The older I get, the less I tolerate cold weather. I don't know what it is, but I foresee a move to Florida in a few decades. However, there are unique gifts to be received during this time of year, so I always try to mark the (shortest) day in one way or another.

Early last night I walked out onto the back porch while my dear family continued to chat and laugh inside and just allowed myself to be in the cold for awhile. I know cold is a relative term, considering that it's relatively warm in East Texas for the first couple of winter days.

Usually, the winter solstice is mentioned in passing or you may have noticed it on your calendar from time to time. But what is the winter solstice, exactly?

Technically speaking, Wikipedia defines the winter solstice as "the day with the shortest period of daylight and longest night of the year, when the sun is at its lowest daily maximum elevation in the sky. At the pole, there is continuous darkness or twilight around the winter solstice."

The winter solstice has been celebrated in many ways for millennia--across many cultures at different times. You may have also heard it referred to as Yule, which we still sing about in some of our Christmas carols. Some of our Christmas traditions, such as "boughs of holly," Christmas trees, and that playful sprig of mistletoe we hang over our doorways, were also a part of winter solstice celebrations of long ago.
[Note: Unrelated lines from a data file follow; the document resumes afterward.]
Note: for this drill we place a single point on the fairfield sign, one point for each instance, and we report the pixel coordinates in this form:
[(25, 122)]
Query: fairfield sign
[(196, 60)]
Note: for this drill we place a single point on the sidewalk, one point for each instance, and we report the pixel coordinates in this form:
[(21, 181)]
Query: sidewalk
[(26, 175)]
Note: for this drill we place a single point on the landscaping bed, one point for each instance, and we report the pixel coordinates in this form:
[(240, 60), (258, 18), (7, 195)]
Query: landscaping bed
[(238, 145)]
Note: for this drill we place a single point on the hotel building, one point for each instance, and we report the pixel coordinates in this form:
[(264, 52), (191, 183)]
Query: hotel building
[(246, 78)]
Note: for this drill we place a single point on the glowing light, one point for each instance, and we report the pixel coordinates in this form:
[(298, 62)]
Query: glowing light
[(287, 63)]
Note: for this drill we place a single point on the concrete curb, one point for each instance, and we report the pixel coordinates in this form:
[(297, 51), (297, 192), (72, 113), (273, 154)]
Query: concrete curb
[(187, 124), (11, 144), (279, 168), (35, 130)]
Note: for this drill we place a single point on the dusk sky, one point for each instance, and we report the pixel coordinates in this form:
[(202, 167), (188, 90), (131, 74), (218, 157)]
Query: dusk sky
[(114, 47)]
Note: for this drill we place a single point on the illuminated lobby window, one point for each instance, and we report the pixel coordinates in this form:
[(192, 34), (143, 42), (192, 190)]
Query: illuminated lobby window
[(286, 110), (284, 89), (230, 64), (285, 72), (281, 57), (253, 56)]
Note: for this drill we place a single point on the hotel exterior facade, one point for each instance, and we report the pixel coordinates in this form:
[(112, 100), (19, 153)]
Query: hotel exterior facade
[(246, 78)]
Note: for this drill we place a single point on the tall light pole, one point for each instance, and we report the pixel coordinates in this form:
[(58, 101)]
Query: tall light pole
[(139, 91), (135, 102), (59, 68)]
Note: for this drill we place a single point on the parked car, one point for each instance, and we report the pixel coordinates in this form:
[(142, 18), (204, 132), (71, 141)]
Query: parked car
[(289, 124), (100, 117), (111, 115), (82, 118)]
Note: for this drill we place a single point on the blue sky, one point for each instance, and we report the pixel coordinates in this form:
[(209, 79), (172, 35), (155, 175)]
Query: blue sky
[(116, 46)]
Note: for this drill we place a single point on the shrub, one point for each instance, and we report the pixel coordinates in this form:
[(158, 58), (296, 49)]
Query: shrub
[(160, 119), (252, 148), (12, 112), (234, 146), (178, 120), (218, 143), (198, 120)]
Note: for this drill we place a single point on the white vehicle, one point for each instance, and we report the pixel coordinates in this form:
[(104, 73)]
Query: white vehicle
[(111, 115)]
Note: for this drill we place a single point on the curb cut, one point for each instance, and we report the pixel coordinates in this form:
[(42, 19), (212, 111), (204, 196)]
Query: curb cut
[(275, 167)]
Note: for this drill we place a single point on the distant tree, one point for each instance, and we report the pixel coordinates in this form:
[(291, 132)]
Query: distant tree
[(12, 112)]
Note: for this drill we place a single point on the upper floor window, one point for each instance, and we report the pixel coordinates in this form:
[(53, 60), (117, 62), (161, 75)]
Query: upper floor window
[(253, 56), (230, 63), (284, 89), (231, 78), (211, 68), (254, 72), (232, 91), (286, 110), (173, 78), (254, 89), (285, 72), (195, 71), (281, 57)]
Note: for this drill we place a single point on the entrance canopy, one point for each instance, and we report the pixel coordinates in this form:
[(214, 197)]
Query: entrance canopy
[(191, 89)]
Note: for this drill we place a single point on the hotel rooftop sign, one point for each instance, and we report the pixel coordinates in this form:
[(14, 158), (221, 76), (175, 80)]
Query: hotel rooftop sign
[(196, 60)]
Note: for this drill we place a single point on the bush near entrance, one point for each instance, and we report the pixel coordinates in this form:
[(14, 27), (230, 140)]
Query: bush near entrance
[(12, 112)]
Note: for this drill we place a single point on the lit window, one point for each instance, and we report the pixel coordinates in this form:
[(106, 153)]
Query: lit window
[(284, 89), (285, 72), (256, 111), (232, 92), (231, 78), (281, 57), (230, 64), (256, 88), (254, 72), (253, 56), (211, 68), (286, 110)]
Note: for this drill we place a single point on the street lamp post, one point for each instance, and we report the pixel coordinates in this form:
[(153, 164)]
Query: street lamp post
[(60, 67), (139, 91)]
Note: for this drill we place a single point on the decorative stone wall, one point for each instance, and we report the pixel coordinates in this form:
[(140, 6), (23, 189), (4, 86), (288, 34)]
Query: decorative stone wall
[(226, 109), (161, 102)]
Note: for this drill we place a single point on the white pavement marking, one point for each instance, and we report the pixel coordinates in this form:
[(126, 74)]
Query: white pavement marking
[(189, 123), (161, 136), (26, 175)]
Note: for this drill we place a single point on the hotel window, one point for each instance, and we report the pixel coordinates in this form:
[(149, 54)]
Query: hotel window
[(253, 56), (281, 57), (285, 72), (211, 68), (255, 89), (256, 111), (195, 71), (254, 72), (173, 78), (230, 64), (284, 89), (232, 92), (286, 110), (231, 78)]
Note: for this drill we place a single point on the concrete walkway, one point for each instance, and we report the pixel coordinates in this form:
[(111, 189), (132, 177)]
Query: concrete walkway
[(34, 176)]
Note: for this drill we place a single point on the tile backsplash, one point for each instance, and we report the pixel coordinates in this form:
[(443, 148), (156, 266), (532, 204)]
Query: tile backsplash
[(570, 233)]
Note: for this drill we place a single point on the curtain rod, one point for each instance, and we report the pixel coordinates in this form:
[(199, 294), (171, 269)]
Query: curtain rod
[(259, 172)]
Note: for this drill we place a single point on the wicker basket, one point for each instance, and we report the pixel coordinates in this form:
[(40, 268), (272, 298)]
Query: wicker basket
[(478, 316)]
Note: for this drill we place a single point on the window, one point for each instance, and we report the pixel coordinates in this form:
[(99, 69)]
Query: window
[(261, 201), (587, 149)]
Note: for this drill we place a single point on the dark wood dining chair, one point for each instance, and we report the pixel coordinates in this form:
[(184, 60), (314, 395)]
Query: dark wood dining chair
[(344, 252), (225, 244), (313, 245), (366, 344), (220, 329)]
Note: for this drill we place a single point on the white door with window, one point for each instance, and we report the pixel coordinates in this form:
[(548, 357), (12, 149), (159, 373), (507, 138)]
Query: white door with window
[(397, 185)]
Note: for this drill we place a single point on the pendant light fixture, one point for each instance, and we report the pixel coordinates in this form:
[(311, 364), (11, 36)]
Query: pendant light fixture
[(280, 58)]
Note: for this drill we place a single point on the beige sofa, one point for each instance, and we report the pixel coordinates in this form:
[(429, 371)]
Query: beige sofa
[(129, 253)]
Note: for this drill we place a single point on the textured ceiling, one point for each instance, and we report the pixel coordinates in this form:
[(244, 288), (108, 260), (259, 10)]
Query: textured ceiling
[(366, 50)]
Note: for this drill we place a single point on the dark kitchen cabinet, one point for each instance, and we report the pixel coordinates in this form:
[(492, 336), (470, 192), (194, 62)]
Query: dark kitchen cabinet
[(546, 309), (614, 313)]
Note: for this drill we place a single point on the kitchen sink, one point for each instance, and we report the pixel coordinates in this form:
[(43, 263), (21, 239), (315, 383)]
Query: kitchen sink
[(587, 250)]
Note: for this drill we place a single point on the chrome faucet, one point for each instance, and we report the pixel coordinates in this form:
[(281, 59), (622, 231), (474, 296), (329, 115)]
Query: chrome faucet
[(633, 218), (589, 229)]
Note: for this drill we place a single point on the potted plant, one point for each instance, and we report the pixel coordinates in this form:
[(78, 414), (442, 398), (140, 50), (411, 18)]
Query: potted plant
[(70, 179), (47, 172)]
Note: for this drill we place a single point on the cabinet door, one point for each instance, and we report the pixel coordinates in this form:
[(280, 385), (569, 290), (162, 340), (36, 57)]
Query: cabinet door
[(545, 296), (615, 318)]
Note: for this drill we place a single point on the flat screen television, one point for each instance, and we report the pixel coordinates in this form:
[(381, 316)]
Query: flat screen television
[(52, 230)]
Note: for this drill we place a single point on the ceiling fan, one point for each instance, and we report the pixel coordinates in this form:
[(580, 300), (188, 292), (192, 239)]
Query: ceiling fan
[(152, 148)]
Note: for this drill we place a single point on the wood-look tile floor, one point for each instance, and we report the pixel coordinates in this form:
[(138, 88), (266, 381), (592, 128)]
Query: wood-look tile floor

There's something special about this crisp season. Now, this is Texas, and though we aren't typically socked in with miles of snow and ice, we definitely get our cold winter days and nights. It's during this season that we turn inward, gather with loved ones, and take a break from the frantic pace of the rest of the year--well, once we've finished our holiday shopping and cooking, that is. There's a certain warmth that can only be experienced in contrast to the outside chill. It reminds us to take a breath, get cozy, focus on loved ones, celebrate faith and family, and reflect on the new year.

And of course, it heralds the arrival of Christmas in just a few days--wishing you and yours a very merry one.